O vídeo O batedor de bolsa (2011) aponta a violência contida nos processos de exclusão social e nos preconceitos raciais da sociedade, pelos quais  formou-se uma imagem deturpada do criminoso e do marginal, associando marginalidade às pessoas de pele negra e de origem humilde, àqueles que vivem muitas vezes desprovidos de bens essenciais, mas que nem por isso seriam capazes de roubar. O racismo, hoje criminalizado, tem seu lastro entranhado no comportamento brasileiro. O trabalho registra a performance feita no espaço público de uma rua em bairro de periferia, tendo como fundo um muro com pintura branca desgastada que contrasta com a pele negra do artista e com a cor preta da bolsa. Sua ação é econômica e rápida: tendo nas mãos um cassetete de madeira (objeto que também é uma arma utilizada pela polícia), tenta bater em uma bolsa feminina suspensa no espaço acima de sua cabeça. Cegamente golpeia o ar com o objetivo de surrar a bolsa; insiste até se cansar. A bolsa encaminha para outros significados como a bolsa de valores pecuniários onde circula o fluxo do capital internacional, e que está também acima de grande parte da população segregada, ou como objeto de guarda dos distorcidos valores morais e éticos das classes médias urbanas. Assim ele revive a situação de preconceito que sofrera quando criança, denuncia a violência racial e ao mesmo tempo expurga a desmedida associação, feita geralmente por mulheres brancas, da imagem de um menino negro e pobre à figura do marginal de rua, autor de pequenos furtos conhecido como pivete, trombadinha ou “batedor” de carteira ou de bolsa.

Divino Sobral.
Goiânia, agosto de 2016





[i]  João José Reis.
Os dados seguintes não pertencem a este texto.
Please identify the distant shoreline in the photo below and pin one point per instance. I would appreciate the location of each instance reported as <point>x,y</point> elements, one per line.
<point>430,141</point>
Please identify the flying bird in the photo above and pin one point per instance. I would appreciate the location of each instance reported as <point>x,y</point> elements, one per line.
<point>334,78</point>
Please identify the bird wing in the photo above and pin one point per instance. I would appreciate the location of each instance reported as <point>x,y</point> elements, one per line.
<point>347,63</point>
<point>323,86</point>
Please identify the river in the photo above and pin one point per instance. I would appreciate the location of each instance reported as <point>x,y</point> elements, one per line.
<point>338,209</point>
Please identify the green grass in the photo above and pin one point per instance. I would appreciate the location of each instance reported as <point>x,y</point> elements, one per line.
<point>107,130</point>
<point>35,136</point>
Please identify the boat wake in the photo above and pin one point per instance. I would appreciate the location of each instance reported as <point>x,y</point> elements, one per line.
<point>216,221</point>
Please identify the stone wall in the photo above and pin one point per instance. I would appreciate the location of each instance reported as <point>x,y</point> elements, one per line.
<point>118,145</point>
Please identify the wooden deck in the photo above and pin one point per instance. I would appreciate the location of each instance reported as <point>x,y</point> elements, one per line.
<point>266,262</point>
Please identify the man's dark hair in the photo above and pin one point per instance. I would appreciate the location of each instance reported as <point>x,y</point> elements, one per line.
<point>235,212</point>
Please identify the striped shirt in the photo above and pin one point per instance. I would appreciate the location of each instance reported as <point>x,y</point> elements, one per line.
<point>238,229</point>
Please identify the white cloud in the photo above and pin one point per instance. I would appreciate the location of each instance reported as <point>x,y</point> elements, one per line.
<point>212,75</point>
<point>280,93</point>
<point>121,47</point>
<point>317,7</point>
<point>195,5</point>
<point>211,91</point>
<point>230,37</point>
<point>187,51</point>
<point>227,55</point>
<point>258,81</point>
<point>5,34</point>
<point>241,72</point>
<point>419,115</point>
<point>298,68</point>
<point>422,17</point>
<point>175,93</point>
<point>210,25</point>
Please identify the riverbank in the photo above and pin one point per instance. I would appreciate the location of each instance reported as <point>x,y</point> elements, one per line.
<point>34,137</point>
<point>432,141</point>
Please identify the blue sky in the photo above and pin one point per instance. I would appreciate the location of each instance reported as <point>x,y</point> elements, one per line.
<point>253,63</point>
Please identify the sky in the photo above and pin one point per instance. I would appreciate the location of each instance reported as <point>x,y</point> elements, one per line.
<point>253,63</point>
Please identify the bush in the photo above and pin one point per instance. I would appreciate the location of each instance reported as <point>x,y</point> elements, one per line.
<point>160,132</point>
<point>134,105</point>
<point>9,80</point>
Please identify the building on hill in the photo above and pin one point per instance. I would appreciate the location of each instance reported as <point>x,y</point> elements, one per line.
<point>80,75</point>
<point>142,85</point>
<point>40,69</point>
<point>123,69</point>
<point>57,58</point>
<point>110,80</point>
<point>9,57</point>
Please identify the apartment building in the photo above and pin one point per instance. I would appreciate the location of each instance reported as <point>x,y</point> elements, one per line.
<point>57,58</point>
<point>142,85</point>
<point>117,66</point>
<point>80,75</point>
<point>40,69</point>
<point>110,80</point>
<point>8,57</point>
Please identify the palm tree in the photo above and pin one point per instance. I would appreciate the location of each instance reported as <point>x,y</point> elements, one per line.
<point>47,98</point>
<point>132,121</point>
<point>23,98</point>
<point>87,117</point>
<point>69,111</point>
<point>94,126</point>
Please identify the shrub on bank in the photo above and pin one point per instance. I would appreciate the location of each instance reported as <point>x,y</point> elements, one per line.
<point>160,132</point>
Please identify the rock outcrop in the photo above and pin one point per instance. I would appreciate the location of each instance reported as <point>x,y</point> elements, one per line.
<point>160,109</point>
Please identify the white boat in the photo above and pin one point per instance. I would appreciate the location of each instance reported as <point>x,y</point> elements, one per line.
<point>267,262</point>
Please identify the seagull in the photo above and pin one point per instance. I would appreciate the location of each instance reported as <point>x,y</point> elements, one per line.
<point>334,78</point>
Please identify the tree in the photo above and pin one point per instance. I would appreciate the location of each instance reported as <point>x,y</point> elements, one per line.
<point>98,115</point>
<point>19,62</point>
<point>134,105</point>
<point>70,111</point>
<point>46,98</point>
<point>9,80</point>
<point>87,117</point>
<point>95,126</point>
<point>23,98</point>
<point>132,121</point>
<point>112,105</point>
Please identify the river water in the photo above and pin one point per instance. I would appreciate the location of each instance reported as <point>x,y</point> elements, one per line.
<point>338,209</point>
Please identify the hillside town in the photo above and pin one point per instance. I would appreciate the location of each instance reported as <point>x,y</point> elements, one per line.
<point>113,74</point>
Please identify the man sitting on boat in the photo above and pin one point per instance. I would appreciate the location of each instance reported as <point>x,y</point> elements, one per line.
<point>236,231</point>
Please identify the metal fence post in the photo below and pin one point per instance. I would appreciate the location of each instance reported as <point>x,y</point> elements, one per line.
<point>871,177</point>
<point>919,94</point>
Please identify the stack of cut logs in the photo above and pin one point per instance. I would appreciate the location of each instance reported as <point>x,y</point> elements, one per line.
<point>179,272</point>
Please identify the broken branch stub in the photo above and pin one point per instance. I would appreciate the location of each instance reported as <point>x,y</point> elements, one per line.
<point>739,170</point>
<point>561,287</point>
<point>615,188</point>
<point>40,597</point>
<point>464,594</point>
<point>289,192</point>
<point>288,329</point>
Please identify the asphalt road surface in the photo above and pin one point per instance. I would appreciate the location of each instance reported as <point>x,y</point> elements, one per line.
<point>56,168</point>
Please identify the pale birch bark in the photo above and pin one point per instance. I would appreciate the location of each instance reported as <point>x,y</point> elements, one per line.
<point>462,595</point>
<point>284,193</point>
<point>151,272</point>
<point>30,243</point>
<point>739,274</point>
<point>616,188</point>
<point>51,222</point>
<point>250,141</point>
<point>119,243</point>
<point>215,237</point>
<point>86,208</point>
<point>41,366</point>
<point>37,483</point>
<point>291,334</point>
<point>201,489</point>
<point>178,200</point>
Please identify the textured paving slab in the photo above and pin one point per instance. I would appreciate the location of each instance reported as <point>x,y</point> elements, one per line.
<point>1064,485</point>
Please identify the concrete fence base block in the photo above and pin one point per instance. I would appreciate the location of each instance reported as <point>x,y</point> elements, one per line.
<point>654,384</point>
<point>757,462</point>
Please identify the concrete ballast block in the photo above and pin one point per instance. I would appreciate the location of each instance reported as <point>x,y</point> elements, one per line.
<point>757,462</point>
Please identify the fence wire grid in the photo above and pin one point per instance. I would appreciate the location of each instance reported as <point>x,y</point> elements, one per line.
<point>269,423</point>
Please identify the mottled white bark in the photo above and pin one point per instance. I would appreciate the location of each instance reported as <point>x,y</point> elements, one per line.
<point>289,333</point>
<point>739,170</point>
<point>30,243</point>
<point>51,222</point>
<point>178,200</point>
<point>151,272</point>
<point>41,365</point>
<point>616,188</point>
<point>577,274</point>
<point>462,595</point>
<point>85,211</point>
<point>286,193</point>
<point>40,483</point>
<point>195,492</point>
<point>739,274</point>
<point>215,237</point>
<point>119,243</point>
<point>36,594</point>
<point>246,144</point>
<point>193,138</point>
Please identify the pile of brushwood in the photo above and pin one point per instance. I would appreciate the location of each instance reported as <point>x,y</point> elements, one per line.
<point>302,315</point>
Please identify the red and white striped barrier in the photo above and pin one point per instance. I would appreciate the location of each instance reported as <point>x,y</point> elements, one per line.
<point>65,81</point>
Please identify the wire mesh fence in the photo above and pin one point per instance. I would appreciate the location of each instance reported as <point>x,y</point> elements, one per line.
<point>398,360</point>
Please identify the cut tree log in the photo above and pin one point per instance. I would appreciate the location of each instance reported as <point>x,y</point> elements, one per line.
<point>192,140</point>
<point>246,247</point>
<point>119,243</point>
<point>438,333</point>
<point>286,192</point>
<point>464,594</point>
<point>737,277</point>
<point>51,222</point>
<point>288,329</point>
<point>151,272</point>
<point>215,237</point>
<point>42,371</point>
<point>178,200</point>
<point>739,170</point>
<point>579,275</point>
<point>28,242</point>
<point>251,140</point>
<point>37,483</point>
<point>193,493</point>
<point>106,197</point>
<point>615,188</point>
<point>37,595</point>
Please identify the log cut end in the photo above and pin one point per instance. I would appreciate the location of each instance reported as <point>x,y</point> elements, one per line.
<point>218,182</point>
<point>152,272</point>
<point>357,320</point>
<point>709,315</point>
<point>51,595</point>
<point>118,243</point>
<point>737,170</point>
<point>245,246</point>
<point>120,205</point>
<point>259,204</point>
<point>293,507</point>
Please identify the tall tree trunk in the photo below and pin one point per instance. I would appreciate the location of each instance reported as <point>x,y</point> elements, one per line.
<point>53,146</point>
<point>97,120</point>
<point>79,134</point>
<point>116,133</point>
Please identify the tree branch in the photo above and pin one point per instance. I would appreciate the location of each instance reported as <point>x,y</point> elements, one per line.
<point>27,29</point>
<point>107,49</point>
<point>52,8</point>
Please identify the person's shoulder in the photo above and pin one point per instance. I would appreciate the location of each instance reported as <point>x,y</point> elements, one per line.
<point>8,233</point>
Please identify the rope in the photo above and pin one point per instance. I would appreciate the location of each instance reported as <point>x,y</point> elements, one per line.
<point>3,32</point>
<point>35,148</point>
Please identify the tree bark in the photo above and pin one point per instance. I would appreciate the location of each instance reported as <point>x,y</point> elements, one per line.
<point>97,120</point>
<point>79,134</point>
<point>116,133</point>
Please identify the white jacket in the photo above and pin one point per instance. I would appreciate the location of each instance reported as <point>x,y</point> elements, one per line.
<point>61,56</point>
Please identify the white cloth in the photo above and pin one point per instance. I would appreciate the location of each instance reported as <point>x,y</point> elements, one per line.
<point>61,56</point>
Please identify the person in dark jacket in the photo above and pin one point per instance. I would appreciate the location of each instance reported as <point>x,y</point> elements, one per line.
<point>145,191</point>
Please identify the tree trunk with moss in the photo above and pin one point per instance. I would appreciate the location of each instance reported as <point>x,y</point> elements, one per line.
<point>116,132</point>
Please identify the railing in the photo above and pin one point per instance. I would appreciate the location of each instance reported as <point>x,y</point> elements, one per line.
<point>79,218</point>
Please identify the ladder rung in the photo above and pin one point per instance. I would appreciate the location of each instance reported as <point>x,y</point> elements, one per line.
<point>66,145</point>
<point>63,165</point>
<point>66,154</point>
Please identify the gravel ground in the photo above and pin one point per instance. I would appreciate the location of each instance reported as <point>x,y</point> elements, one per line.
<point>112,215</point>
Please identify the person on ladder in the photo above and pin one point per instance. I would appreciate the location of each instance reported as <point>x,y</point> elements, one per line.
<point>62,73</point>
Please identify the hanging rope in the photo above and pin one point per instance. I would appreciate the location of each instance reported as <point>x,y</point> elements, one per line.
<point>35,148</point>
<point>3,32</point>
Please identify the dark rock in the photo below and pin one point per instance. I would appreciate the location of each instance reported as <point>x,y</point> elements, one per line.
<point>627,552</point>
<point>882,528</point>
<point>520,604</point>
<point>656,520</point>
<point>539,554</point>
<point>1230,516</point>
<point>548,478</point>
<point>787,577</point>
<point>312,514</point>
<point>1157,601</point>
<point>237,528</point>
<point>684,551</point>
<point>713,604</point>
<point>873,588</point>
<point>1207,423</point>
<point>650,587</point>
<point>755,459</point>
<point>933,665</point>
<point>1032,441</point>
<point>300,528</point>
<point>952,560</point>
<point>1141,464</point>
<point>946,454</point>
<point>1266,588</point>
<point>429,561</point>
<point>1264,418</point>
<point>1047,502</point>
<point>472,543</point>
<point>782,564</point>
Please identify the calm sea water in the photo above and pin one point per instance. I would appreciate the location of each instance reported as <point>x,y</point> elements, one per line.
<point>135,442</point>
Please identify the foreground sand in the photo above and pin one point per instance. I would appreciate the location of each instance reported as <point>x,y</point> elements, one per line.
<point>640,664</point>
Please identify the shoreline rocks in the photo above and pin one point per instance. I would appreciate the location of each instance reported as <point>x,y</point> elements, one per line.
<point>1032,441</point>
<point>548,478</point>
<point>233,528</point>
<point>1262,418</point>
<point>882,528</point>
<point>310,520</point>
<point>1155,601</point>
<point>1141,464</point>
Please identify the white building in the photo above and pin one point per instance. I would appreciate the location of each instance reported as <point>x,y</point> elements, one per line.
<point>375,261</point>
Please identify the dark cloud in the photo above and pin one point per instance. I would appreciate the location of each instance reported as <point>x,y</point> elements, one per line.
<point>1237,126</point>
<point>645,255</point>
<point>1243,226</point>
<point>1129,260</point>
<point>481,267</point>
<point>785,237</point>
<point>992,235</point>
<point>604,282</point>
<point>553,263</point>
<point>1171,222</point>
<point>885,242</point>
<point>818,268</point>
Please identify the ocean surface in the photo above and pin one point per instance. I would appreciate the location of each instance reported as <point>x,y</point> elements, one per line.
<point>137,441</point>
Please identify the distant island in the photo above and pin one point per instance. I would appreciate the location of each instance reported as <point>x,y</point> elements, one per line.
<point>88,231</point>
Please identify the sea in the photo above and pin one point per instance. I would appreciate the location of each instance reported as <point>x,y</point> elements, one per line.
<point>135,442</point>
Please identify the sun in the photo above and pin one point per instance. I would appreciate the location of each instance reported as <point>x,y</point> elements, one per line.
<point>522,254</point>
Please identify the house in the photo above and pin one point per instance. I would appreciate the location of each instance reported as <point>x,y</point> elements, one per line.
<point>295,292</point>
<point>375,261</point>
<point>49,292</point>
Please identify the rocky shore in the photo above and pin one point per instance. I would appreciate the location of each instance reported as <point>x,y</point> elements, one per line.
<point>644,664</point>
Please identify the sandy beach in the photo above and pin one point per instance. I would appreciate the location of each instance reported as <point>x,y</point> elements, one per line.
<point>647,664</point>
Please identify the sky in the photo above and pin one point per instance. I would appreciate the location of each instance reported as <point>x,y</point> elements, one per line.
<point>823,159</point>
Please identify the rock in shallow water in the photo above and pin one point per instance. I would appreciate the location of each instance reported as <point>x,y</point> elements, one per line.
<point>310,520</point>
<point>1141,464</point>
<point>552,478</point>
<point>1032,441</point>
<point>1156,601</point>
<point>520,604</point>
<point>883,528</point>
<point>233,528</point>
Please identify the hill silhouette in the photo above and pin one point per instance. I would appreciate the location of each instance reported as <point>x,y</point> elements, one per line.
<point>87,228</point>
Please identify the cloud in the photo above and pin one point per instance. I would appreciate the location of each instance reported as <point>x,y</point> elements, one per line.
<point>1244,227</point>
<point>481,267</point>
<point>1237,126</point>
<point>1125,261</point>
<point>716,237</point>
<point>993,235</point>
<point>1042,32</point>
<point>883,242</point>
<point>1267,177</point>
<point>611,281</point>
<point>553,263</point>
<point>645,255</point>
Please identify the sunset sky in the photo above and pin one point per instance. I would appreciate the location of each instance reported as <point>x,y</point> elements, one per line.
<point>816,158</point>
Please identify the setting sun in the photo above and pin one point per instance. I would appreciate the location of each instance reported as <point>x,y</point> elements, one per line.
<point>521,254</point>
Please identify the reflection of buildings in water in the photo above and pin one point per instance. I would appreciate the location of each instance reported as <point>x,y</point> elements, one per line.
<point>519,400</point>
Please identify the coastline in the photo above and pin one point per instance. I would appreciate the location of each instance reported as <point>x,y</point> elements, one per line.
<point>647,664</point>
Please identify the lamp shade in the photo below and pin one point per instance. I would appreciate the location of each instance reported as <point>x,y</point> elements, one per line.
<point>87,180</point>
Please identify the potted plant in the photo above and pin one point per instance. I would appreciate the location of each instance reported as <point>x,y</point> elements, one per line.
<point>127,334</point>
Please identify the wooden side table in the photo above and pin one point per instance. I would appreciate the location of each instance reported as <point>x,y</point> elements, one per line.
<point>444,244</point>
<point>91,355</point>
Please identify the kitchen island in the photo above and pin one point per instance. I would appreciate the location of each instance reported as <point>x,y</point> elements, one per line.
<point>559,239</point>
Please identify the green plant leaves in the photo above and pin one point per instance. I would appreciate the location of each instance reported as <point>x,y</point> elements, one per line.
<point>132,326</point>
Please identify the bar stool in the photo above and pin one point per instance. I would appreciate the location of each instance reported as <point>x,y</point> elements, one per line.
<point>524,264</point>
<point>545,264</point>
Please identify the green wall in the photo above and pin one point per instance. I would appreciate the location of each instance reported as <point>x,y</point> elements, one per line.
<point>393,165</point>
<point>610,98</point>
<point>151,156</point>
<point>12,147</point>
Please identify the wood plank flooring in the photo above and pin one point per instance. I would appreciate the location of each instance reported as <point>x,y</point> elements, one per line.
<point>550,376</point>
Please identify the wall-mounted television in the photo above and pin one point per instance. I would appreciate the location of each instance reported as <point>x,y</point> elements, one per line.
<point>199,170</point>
Domingos Sodré, um sacerdote africano: escravidão, liberdade e candomblé na Bahia do século XIX.  São Paulo, Companhia das Letras, 2008, p152.

2 comentários:

Carlos Monaretta disse...

Adorei o texto Divino! O interessante nas obras do Dalton Paula é a simplicidade dos gestos e a força que estes carregam em sua ação! Das diversas formas de se discutir a corporalidade, raça, gênero, historicidade e também os diversos espaços e privilégios de poder que surgem nas mais diversas instâncias da sociedade. Produções como esta são mais que necessárias para que exista discussões sobre assuntos que infelizmente ainda existem em nossa sociedade.

Carlos Monaretta disse...

Adorei o texto Divino! O interessante nas obras do Dalton Paula é a simplicidade dos gestos e a força que estes carregam em sua ação! Das diversas formas de se discutir a corporalidade, raça, gênero, historicidade e também os diversos espaços e privilégios de poder que surgem nas mais diversas instâncias da sociedade. Produções como esta são mais que necessárias para que exista discussões sobre assuntos que infelizmente ainda existem em nossa sociedade.